My “temporary” trip to Central Pennsylvania (originally designed to be a six-month stint), will find me becoming a permanently settled and very grateful Pennsylvania transplant. The outdoors here are spectacular, the wildlife and fishing are phenomenal, the splendor of the season is unusually beautiful, and the people are friendly and know where they stand on almost everything.
It’s a beautiful, clear, cool fall morning today and the temperature is supposed to be in the 70s and I decide to run up to Elk County and hit Medix Run for some dry fly action. Medix Run is a small stream located at the back end of the town of Medix Run, and flows into Bennett’s Branch (larger stream) continuing east. The Bennett Branch is named after John Bennett who came to this area in the late 18th century and built camps in the valley up to Driftwood. Any trip east from Weedville to Driftwood is a memorable day, and chances are you’ll see elk if you keep your eyes peeled along the creek.
There is a bit of history here at Medix Run: The Seneca Indians were active in the area and hunted and fished in the woods and streams for deer and small game. There are still remnants of “mounds” in the area that the Seneca made where they planted the seeds of corn, squash, and pumpkins as part of their diet as they migrated through central Pennsylvania. In the late 1800s, the coal and timber trade was established here, bringing the railroad, workers and families, and visitors who came mainly to hunt.
My good friend Eric Wilson laced me up with some “high visibility parachutes” about a month ago and I still have a few left. They’re easy to see because the fly’s “post” is a polyester material that helps keep it afloat, and it’s bright yellow and easy to track on the surface of the stream. The shallow streams mean that any fish will be concentrated in the limited number of ponds I encounter as I move up stream.
At the first pool I visit, I approach a weir that empties into a 10-foot-deep pool and launch into the seam of the flow entering the pool. The top canopy is a little tight, but the Sweetgrass Rod is a 4-weight, 7-foot, 3-inch “honey stick” that allows me to maneuver the casting space well. On my second cast I see a fish come up, probably 7 feet from the bottom of the pool and wow!

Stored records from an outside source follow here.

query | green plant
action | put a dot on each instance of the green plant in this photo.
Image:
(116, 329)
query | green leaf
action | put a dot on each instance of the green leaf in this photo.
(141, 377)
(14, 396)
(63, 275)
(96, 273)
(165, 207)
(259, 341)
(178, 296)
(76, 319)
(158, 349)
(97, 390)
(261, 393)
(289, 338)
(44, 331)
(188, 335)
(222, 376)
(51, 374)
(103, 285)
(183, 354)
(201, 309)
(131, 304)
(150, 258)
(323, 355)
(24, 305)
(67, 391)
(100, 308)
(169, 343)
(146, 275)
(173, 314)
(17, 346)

Eric’s parachute is needed! This brown trout is only about 10 inches long, but its color is very beautiful. I remove the barbless hook and gently place it back into its stream after taking a brief moment to admire its smart color. The rod is a quad design and I notice that it is extremely accurate when I am casting. It also has a very nice medium-fast action for a bamboo rod, and is very well finished with obvious attention to artistic detail.
I wade along this beautiful creek for an hour or so, scaring off many of the fish I can see with the low water levels in the pools, before coming across a nice pool where I see a few below the surface of the water It looks like it’s 3-4 feet deep and I throw my fly upstream at the start of the pool and float it down the center and off it goes! Brown trout number two takes the fly. While not as flashy in its markings as the first, it is certainly beautiful and I take a moment to admire it and the casting motion of this well-made rod.
Time to think about the rest of the day and a dinner plan for home, so I leave Medix and walk the half mile down the road back to my truck. Two guys from York, PA (Joe and Ray) are here for a weekend of hunting and stop on their way to the Medix Hotel and ask about my fishing luck. We chat for a while and they say they want to come here to fish so we share our contact information. Something tells me I’ll hear them. After all, they are native Pennsylvanians and they keep their word.